You can read it yourself, but I’ll sum it up quickly so I can move on. His wife pressures him to find a job. He begins writing letters/résumés/applications to various places. They are all rather ridiculous, first applying to the zoo for the position of walrus, then to the bus system for the job of watching for beautiful moments on the commute, then to a bar to be their cranky old man regretting his past and sharing his bitter pain with those younger, then to the naval yard(?) to be a foghorn.
All unrealistic jobs obviously, but you can take them as interesting suggestions to spice up the comic, and placeholders for jobs that one might actually be interested in but cannot, due to experience/education/lack of connections, get hired for.
His wife leaves him and he knows it truly is over for him, this life style, his dreaming, his noticing of women crying on the train and will just be him crying on the train from now on. He begins to work at a Wendy’s after writing a letter to them saying he gives up.
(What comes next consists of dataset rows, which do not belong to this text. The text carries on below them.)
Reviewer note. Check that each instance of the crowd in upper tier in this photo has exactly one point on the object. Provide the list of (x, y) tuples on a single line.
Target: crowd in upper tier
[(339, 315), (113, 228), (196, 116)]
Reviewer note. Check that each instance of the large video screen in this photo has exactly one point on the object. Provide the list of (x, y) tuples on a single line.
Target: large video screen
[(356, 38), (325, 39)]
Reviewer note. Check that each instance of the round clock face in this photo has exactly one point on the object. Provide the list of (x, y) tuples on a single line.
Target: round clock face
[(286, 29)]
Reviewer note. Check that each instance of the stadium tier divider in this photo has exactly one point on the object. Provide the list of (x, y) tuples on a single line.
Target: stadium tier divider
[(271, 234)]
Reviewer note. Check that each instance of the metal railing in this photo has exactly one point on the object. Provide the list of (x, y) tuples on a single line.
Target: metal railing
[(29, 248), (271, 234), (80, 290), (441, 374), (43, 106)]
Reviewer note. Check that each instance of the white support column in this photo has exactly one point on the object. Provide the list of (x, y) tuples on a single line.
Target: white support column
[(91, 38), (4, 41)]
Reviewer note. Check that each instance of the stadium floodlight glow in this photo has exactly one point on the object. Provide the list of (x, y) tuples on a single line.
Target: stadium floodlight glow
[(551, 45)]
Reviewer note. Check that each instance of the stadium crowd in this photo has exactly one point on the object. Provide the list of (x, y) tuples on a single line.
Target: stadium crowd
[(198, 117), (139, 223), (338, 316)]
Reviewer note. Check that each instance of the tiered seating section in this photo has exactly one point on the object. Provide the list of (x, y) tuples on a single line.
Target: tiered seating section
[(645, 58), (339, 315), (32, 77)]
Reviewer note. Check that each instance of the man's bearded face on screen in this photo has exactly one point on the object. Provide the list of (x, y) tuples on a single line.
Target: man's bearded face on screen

In return he is given the uniform and hat. We are left seeing him eating breakfast alone with the words God damn it.
Then on the train. God damn it.
Then alone in bed. God damn it.
(particularly striking on a second read through is that in this last panel of him in his bed alone, after getting the job, for the first time his notepad is missing)
(particularly striking on a second read through is that in this last panel of him in his bed alone, after getting the job, for the first time his notepad is missing)
The reason I go to Reddit isn’t for the user submitted content though, not really anyway. The reason I go to Reddit is for the user comments on the submitted content. Often for articles they are more informative than the actual article. Or they are just funny. In this case they were more depressing than the already depressing comic.
Most of them (at least the ones I read, which were the most popular) were jokes that missed the point:
Yeah, I’ll fucking apply to be a walrus. That will make my wife stay with me.